At Bosworth they meet with far better treatment than the appearance of the place had promised; and, when their host there, who was their guide the next morning, brought them near to the field on which the battle of Bosworth was fought, are greatly amused by his romantic description of the battle. The guide seems to leave them at Nuneaton in Warwickshire, six miles (about nine) from Bosworth; from whence they proceed to Coventry, nine miles; and from thence, having scarcely had time to dine, depart for Kenilworth, five miles, where they are offended by the indecency of an aged parson, who attended the servant of the lord Leicester, it is presumed, to show them the Castle. The Castle of Kenilworth was once the splendid residence of Robert Dudley, earl of Leicester, one of the favourites of queen Elizabeth, and on his death, in 1588, passed to his son, Robert Dudley, who used the title of earl of Leicester,—but by a decree of the Star-Chamber was declared to be illegitimate, and from disgust at that sentence retired into Italy, under a license for three years; and being summoned by the privy-council, at the instigation of his enemies, to return into England, and refusing to obey the summons, the Castle of Kenilworth was, for his contumacy, seized by the Crown under the statute of Fugitives; and Henry prince of Wales, in the year 1611, purchased a release of the inheritance of it from sir Robert Dudley, who was to have the constableship of the Castle, under prince Henry, for life. It does not appear, however, that sir Robert Dudley resided at Kenilworth afterwards: he probably had little regard for a place of which he had been compelled to relinquish the inheritance. This may account for the neglected state in which it was found by our poet and his companions.

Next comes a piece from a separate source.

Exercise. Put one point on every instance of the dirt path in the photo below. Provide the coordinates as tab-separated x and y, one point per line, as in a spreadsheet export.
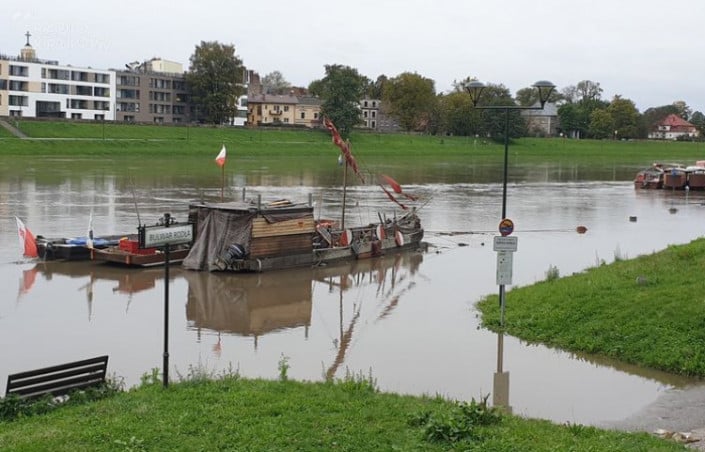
676	411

From Kenilworth they proceed to Warwick, three (five) miles, noticing in their way the Cave of the celebrated hero of English romance, Guy earl of Warwick, as also his Pillar: and at Warwick we have a humorous description of the landlady of the inn. From the inn they proceed to the Castle, where they are received by “the lord of all this frame, the honourable Chancellor,” whose politeness and elegance of manners receive favourable notice. Sir Fulk Greville obtained a grant of Warwick Castle from king James the First, in the second year of his reign, (1604,) and was about the same time appointed chancellor of the exchequer; and resigned his office of chancellor, on being elevated to the peerage by the title of lord Brooke, 19th of January, 1620-21. It may be observed, that the author of the Iter notices him as an honourable chancellor, not as noble lord; which he certainly would have done if the Iter had not been of an earlier date than 1621.